International La capitale se penche sur l’ère coloniale longtemps refoulée de son histoire. 

Bruxelles a ses rues du Général Henry ou du Général Fivé. Dans la même veine coloniale, Berlin a sa Petersallee et, sans complexe, sa Mohrenstrasse - la rue Nègre - en plein cœur de la ville.

Voilà plus de dix ans que l’association Berlin Postkolonial milite pour changer le nom de ces rues qui rappellent le bref passé colonial de l’Allemagne ou un racisme latent. En vain pour l’instant en ce qui concerne la Mohrenstrasse, inaugurée au XVIIIe siècle. En revanche, la municipalité du quartier populaire de Wedding, au nord de Berlin, a décidé de "décoloniser l’espace public". "La Petersallee, la Lüderitzstrasse et la Nachtigalstrasse seront débaptisées à l’automne 2017", se réjouit Christian Kopp, historien et membre de l’association Berlin Postkolonial. Toutes évoquent des colonisateurs violents : Carl Peters, surnommé "Peters le pendeur" pour avoir fait exécuter des milliers de personnes en Ouganda et au Zambèze; Adolf Lüderitz, peu scrupuleux marchand de tabac considéré comme l’un des initiateurs du génocide en Namibie; ou encore Gustav Nachtigal, explorateur et commissaire du Reich au XIXe pour l’Afrique de l’Est.

D’ici à mai prochain, un jury composé d’Afro-Allemands et d’Africains doit proposer des noms d’héroïnes des guerres d’indépendance africaines pour remplacer celui des colons. Les habitants de ces rues se sont longtemps opposés aux changements "par conservatisme surtout", estime Christian Kopp, mais "les mentalités évoluent".

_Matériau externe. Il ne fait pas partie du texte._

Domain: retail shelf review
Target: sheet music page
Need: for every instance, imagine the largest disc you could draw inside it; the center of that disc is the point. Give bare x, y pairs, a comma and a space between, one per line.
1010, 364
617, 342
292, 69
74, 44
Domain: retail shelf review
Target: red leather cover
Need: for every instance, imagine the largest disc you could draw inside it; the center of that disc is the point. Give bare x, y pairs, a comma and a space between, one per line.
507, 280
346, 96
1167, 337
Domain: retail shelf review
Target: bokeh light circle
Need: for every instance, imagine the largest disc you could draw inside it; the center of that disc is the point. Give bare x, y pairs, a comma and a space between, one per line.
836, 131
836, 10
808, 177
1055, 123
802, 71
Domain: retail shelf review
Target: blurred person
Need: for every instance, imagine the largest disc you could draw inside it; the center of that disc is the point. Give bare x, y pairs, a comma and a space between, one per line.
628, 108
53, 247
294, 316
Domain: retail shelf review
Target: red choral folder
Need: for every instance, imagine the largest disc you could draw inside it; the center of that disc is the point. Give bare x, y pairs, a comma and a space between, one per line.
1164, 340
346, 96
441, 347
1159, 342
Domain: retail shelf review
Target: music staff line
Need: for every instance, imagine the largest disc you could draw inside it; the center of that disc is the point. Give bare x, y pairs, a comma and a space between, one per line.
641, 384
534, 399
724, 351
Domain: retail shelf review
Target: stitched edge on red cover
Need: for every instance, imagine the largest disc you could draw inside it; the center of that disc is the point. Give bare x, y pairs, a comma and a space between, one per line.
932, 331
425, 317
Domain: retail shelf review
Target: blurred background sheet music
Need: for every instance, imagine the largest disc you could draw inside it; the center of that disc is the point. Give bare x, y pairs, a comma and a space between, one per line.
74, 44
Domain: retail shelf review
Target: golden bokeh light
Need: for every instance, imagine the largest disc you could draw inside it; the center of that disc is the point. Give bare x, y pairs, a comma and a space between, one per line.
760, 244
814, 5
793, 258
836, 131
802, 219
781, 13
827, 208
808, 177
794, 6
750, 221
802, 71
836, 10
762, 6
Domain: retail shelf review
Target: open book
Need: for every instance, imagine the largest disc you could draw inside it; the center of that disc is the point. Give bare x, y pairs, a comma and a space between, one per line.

Des excuses pour la fin de l’année

L’Allemagne a longtemps refoulé cette période de l’histoire qui a duré peu de temps : de la conférence de Berlin en 1884, qui a également confirmé la mainmise du roi Léopold II sur le Congo, au traité de Versailles en 1919, qui a retiré à l’Allemagne ses colonies à la fin de la Première Guerre mondiale.

Longtemps idéalisé

Depuis, "le passé colonial a été complètement occulté des manuels scolaires" en Allemagne de l’Ouest, remarque Christian Kopp. Longtemps, l’Allemagne a même "idéalisé ce passé", constate Heike Hartmann, curatrice d’une exposition sur le passé colonial de l’Allemagne qui se tient jusqu’en mai au musée d’histoire à Berlin. A travers des publicités, des cartes postales ou des films sur les "courageux" explorateurs, l’exposition montre à quel point "les Allemands étaient dans une démarche d’auto-représentation positive qui légitimait leur présence là-bas", dit la curatrice.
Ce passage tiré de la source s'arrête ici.